Una fila dura de hombres y de mujeres en la noche de la séptima avenida. Todos engabardinados y hechos un puño entre vapores, recargados en los muros, las caras ocultas y el viento que hace juntar las manos, encoger los hombros y tiritar, en espera de que abran la puerta, pesada y de madera vieja, que conduzca de la calle al foro por un pasillo de escalones angostos que obscurecen a ritmo descendente. Una ráfaga de luz que chicoteando ilumina algún rostro. Los ojos de todos reconfortados del frio por una flama larga y ancha que crece y gira: la esperanza del Jazz donde todo vale la pena.

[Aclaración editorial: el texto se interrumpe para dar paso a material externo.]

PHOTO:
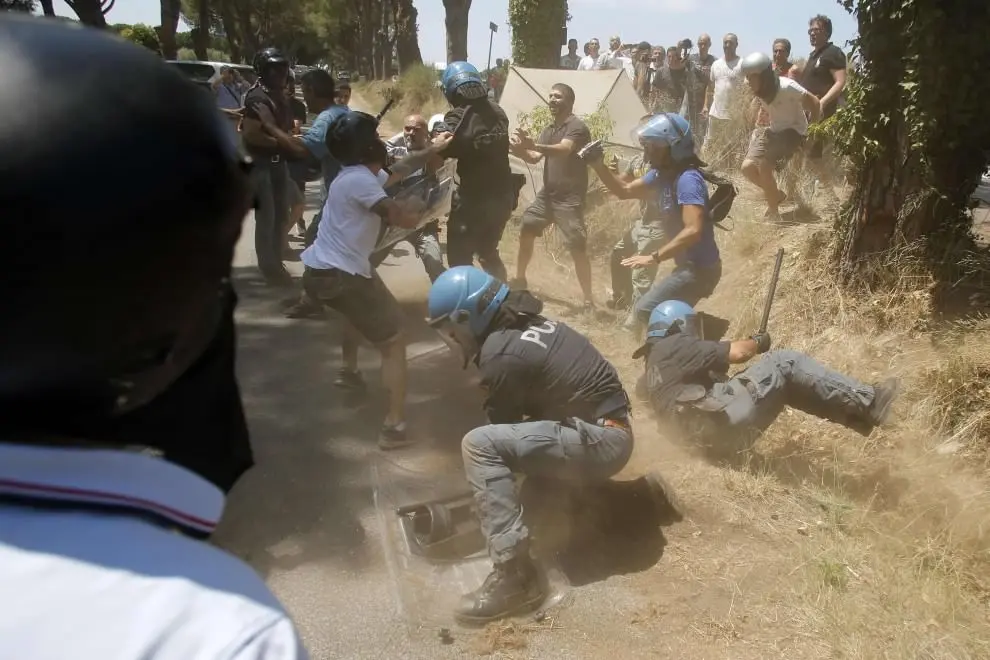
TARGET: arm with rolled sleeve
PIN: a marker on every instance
(504, 380)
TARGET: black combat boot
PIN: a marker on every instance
(883, 397)
(515, 587)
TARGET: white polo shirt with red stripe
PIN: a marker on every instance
(93, 565)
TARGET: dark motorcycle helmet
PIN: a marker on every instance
(115, 261)
(352, 139)
(272, 67)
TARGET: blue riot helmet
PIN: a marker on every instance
(670, 129)
(462, 83)
(462, 304)
(669, 314)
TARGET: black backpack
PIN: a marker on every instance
(720, 201)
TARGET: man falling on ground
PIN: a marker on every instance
(685, 377)
(556, 409)
(785, 103)
(565, 186)
(486, 193)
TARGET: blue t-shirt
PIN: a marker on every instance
(315, 139)
(690, 189)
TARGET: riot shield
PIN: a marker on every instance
(430, 195)
(433, 544)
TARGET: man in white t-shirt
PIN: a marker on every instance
(590, 60)
(339, 274)
(785, 103)
(721, 101)
(610, 58)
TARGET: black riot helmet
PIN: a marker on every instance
(352, 139)
(115, 260)
(272, 67)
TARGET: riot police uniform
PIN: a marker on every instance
(486, 193)
(687, 376)
(118, 399)
(556, 409)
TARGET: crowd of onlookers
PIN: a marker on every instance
(689, 80)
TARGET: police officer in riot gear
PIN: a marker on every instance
(686, 376)
(486, 192)
(270, 174)
(676, 183)
(556, 410)
(117, 360)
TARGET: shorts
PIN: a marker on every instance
(567, 213)
(770, 147)
(365, 302)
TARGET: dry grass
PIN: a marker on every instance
(819, 542)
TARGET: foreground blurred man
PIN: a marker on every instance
(116, 355)
(687, 376)
(555, 407)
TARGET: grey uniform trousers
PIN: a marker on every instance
(755, 396)
(574, 451)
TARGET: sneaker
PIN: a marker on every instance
(305, 309)
(883, 398)
(514, 587)
(349, 380)
(668, 507)
(393, 437)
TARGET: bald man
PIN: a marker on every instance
(415, 136)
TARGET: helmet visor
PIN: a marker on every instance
(455, 332)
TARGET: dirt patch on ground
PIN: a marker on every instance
(816, 542)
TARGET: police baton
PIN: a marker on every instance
(768, 303)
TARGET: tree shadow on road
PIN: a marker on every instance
(305, 499)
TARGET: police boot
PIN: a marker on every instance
(515, 587)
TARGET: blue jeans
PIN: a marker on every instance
(686, 283)
(577, 451)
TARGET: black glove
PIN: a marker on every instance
(762, 340)
(593, 152)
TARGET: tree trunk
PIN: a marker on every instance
(230, 29)
(201, 35)
(456, 22)
(91, 12)
(406, 35)
(170, 23)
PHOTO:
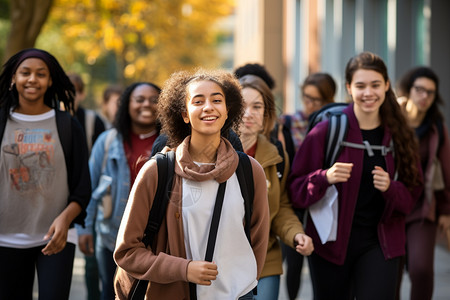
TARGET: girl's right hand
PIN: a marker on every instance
(339, 172)
(201, 272)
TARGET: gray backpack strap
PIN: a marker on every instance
(89, 124)
(366, 146)
(337, 131)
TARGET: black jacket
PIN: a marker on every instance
(76, 156)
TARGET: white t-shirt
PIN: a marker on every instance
(33, 180)
(233, 254)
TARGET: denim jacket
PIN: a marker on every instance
(116, 178)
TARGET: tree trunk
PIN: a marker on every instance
(27, 19)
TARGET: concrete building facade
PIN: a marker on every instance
(293, 38)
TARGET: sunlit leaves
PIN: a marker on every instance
(150, 38)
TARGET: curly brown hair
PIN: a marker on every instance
(405, 141)
(172, 102)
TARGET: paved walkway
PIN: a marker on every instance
(441, 291)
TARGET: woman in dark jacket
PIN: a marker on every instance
(45, 183)
(420, 100)
(375, 191)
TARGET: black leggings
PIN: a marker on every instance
(366, 274)
(18, 266)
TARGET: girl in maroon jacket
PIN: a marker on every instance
(375, 191)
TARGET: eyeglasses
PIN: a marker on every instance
(421, 90)
(141, 100)
(308, 98)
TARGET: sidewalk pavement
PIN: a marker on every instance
(441, 285)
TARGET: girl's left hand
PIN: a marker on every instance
(381, 179)
(303, 244)
(57, 235)
(444, 223)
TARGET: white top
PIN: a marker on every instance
(34, 181)
(233, 254)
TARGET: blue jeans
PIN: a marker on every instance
(54, 273)
(106, 269)
(268, 288)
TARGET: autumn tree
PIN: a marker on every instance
(27, 18)
(149, 39)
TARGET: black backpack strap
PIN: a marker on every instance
(166, 165)
(281, 165)
(288, 122)
(440, 128)
(64, 126)
(244, 174)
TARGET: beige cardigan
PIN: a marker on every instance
(166, 267)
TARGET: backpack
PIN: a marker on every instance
(131, 288)
(337, 132)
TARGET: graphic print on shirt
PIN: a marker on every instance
(34, 154)
(194, 193)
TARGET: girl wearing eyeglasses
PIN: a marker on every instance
(420, 102)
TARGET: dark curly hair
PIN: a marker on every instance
(61, 90)
(172, 102)
(405, 142)
(257, 70)
(324, 83)
(407, 81)
(122, 121)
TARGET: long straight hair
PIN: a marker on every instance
(405, 142)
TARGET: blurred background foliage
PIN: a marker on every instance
(122, 41)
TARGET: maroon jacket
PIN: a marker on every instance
(308, 184)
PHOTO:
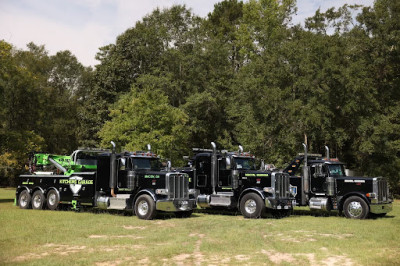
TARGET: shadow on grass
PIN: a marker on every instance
(160, 215)
(223, 211)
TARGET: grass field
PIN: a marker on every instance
(67, 237)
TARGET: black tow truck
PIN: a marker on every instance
(323, 185)
(131, 181)
(230, 180)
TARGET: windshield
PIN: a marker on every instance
(146, 163)
(336, 170)
(245, 163)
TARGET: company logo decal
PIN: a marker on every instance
(293, 190)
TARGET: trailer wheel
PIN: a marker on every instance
(355, 208)
(24, 199)
(38, 200)
(252, 206)
(52, 200)
(145, 207)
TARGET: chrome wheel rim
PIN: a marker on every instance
(354, 209)
(250, 206)
(52, 199)
(143, 207)
(37, 201)
(23, 200)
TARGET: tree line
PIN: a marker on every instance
(245, 74)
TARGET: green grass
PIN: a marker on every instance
(65, 237)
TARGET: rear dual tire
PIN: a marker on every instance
(252, 206)
(355, 208)
(24, 199)
(38, 200)
(145, 207)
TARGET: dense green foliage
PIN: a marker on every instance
(243, 75)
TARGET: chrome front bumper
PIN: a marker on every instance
(175, 205)
(380, 208)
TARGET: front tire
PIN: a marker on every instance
(24, 199)
(355, 208)
(38, 200)
(145, 207)
(252, 206)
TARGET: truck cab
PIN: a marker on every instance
(230, 180)
(129, 181)
(322, 184)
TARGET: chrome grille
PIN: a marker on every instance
(282, 186)
(178, 186)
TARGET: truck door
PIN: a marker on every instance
(224, 174)
(122, 173)
(318, 178)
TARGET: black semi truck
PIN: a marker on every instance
(225, 179)
(131, 181)
(323, 185)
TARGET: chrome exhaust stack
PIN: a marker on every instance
(214, 162)
(327, 152)
(306, 179)
(240, 149)
(113, 169)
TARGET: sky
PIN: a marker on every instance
(82, 26)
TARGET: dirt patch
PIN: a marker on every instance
(52, 249)
(278, 257)
(66, 250)
(338, 260)
(302, 236)
(290, 238)
(163, 224)
(110, 237)
(242, 258)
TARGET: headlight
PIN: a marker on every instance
(269, 190)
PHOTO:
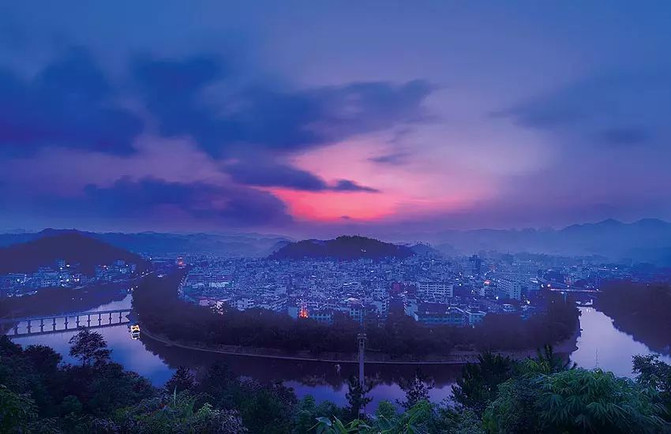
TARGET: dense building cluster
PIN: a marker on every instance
(63, 275)
(433, 290)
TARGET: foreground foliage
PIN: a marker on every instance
(38, 393)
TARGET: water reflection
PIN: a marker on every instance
(599, 344)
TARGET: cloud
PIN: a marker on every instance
(269, 174)
(150, 197)
(268, 117)
(275, 175)
(393, 159)
(69, 103)
(347, 185)
(625, 136)
(618, 109)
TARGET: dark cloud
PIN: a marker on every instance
(394, 159)
(347, 185)
(625, 136)
(602, 109)
(275, 175)
(146, 198)
(267, 117)
(268, 174)
(69, 103)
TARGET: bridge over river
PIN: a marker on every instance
(41, 325)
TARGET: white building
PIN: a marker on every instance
(435, 290)
(511, 289)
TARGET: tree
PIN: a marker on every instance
(652, 372)
(416, 390)
(478, 384)
(575, 401)
(356, 396)
(181, 380)
(90, 348)
(16, 411)
(547, 362)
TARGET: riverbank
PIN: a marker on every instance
(460, 357)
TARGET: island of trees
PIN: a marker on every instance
(41, 394)
(343, 248)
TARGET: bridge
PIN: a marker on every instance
(41, 325)
(576, 290)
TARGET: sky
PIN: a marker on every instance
(319, 118)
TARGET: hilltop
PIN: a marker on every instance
(71, 246)
(342, 248)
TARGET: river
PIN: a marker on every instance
(600, 344)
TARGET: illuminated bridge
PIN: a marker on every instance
(40, 325)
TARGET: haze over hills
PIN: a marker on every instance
(342, 248)
(71, 246)
(647, 240)
(250, 245)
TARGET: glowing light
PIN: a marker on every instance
(303, 312)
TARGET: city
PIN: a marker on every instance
(300, 217)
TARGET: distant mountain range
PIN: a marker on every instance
(71, 246)
(647, 240)
(154, 243)
(342, 248)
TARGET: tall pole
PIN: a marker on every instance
(362, 348)
(362, 381)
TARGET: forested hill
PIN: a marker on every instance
(72, 246)
(342, 248)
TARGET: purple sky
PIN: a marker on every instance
(323, 117)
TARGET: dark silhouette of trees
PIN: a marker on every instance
(89, 347)
(478, 385)
(181, 381)
(357, 396)
(416, 389)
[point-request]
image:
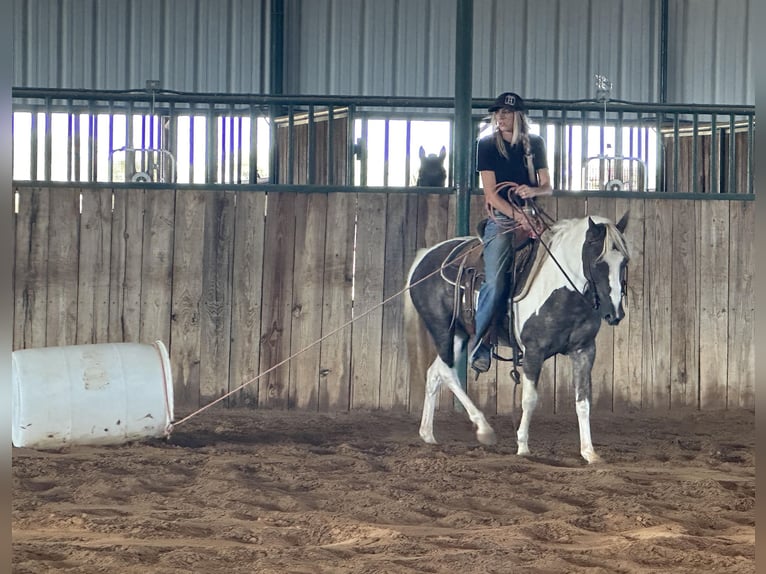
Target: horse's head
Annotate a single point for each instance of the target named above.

Un grupo desalineado de retratos viejos empotrados en las paredes. La hilera de ojos tenuemente iluminados que dicen aquí estamos, porque este sitio es el centro del universo jazzero, y entrar a él es reunirse con fantasmas: aquí estuvo el piano de Thelonious Monk, también Bill Evans y el mounstro de Miles, y su espíritu y su legado; la lista es larga, desde John Coltrane a Charles Mingus, el iconoclasta, y los tambores de Art Blakey y de Max Roach, todos ellos, y sus fotos colgando de las paredes como altares individuales, por lo que hay que hacer la visita obligada al birrete de Monk y hacer la respectiva reverencia.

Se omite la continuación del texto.